Fonction éditoriale (dilution)
Avec la dilution du dispositif dans le milieu, s'opère un autre glissement notable, celui de la fonction éditoriale. Traditionnellement assurée par des acteurs humains, maîtrisant des opérations d'identification, de sélection, d'agencement et de fixation du texte, la fonction éditoriale se trouve distribuée dans le milieu numérique et répartie entre différents acteurs. En effet, le support d'écriture et de lecture s'imbrique avec des dispositifs intégrant en eux-mêmes de nouvelles instances de décision : les algorithmes, la communauté de lecteurs. Dans le sens d'une co-construction de l'espace de savoir, ces algorithmes de décision viennent outiller les acteurs humains, éditeurs et communautés de lecteurs. Avec la fonction éditoriale, c'est tout le processus de légitimation qui se trouve lui aussi dilué et réparti entre différents acteurs, humains, dispositifs et supports.
Le (texte) numérique comme milieu
Le glissement de la fonction éditoriale se joue également dans la nature du texte numérique, devenu à la fois support, dispositif et milieu.
Pour Kittler (2015), les inscriptions numériques se distinguent des inscriptions sur support physique par le fait qu'elles ne sont plus perceptibles par la vue humaine. Du visible, elles sont passées à un ordre de grandeur nanométrique hors d'atteinte des capacités sensibles de l'être pensant. Nous pouvons interpréter cela dans le sens de la médiologie en disant que le texte s'est simplement dissout dans son milieu, se confondant avec les autres écritures qui produisent ce même milieu (à savoir les codes, les protocoles, les inscriptions sur silicone - circuits imprimés et et puces, qui sont en fait des instructions). C'est en ce sens aussi que l'on peut concevoir le texte numérique comme une écriture-milieu.

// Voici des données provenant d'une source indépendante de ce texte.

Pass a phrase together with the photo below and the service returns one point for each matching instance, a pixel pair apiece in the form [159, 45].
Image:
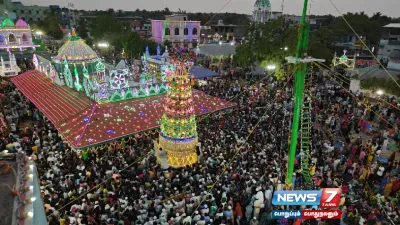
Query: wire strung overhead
[359, 38]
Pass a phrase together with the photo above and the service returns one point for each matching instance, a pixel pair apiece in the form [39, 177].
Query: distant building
[143, 28]
[34, 13]
[318, 22]
[221, 32]
[6, 10]
[176, 29]
[389, 48]
[262, 11]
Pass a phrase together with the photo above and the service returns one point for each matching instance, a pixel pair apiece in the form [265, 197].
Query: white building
[262, 11]
[389, 48]
[176, 29]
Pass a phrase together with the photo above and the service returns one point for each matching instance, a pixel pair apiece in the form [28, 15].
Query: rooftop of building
[84, 123]
[7, 215]
[392, 25]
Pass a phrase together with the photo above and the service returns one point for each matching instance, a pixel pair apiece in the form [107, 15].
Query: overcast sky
[319, 7]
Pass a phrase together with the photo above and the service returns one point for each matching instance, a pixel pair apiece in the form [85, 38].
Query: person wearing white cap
[204, 210]
[168, 206]
[254, 221]
[228, 213]
[177, 219]
[187, 220]
[196, 217]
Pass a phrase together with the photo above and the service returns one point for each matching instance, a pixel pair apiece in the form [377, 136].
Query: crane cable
[377, 114]
[379, 99]
[369, 50]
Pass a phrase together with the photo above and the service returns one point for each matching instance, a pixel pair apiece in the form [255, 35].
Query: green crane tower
[300, 109]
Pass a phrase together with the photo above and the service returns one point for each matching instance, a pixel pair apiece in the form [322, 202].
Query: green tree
[268, 44]
[81, 29]
[51, 26]
[105, 24]
[319, 44]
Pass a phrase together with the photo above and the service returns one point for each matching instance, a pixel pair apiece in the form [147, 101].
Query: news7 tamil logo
[325, 198]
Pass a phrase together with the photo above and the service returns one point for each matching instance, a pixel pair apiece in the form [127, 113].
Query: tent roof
[84, 123]
[121, 65]
[200, 72]
[393, 25]
[216, 49]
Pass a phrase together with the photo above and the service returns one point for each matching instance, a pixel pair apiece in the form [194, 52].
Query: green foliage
[387, 85]
[115, 97]
[51, 26]
[103, 24]
[40, 43]
[318, 46]
[369, 27]
[81, 29]
[266, 44]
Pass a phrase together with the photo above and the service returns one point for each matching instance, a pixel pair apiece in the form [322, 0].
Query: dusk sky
[319, 7]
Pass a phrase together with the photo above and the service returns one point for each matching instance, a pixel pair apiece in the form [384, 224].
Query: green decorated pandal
[178, 135]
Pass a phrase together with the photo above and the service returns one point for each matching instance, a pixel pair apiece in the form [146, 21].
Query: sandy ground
[6, 199]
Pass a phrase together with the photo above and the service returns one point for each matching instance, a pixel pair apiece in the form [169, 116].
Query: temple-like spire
[73, 32]
[262, 11]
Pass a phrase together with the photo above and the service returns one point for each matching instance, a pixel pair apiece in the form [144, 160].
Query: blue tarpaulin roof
[200, 72]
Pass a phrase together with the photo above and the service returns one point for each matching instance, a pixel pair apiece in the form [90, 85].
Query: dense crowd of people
[242, 161]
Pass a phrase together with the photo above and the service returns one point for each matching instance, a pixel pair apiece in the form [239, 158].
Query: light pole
[70, 14]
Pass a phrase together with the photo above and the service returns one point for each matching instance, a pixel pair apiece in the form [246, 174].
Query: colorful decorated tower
[262, 11]
[178, 135]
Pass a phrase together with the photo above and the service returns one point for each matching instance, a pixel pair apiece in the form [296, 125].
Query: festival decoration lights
[68, 75]
[178, 135]
[119, 79]
[344, 60]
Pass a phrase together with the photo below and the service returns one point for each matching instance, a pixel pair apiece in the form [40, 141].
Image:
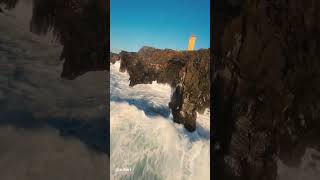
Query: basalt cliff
[81, 26]
[187, 72]
[265, 85]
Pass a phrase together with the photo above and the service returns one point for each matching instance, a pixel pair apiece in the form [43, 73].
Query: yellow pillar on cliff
[192, 42]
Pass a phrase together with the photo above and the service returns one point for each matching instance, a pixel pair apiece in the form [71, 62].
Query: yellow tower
[192, 42]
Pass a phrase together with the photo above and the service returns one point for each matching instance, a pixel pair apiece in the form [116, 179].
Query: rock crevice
[187, 72]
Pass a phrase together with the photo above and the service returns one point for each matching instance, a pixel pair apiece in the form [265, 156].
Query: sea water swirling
[145, 142]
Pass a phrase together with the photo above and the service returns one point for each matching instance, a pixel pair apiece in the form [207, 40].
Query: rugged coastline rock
[80, 26]
[187, 72]
[266, 85]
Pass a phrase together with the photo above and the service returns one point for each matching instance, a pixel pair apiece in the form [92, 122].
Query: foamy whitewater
[145, 142]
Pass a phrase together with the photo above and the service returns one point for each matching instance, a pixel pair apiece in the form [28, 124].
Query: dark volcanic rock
[266, 85]
[187, 72]
[81, 27]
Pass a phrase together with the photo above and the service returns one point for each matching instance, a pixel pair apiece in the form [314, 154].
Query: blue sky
[159, 23]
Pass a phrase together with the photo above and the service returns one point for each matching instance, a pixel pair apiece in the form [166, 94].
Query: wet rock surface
[266, 85]
[187, 72]
[79, 25]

Écriture-milieu également dans la dénaturation ultime du signe alphabétique dans un système de signes binaire, lui-même traduit par la machine par des impulsions électriques. Cette déconstruction radicale du texte (Kittler 2015) revient à une dissolution de l'unité d'inscription (la lettre) en unités plus petites, le bit. Ces bits de nature binaire supporte à la fois le texte inscrit, le code qui le manipule, la puce qui traite (process) le code. Le bit, et son équivalent physique (l'impulsion électrique) constituent finalement les briques élémentaires du milieu numérique.
Pour autant, si l'inscription sort du domaine du visible, l'intelligibilité du texte n'est pas perdue. Sa dissolution est à tout moment réversible grâce au calcul, tant que les conditions sont réunies pour opérer ce calcul. C'est justement le milieu qui assure la faisabilité de ce calcul, où l'on voit bien ici comment le milieu est coproduit à la fois par les couches matérielles (à commencer par la présence d'énergie électrique), logicielles et environnementales16. Cette faisabilité est également dépendante des multiples standards sous-jacents à la production de texte : de l'encodage de caractère à l'encodage du texte, mais aussi de la police d'affichage, des feuilles de styles, etc. C'est l'ensemble de ces éléments qui permettent au texte numérique, doublement inintelligible, car encodé et imperceptible, de se laisser voir et lire par l'être humain alphabétisé.
L'ensemble de ces éléments constituent d'après Bachimont (2007) une étape d'« interprétation » qui se glisse entre l'inscription et son intelligibilité par le lecteur. Cette interprétation calculée17 de l'inscription numérique échappe au lecteur, et révèle une autre conséquence directe du caractère computationnel du milieu numérique : ces écritures ou inscriptions sont capables de « lire et d'écrire par elles-mêmes » (Kittler 2015, 30). Plus exactement, le milieu est susceptible de produire de nouvelles écritures à partir d'écritures existantes. On peut se demander alors s'il est possible (et nécessaire) de distinguer différents niveaux d'écriture selon sa provenance et sa fonction dans le milieu, qu'elle soit machinique ou humaine, mais aussi qu'elle soit code, données, métadonnées, discours, etc.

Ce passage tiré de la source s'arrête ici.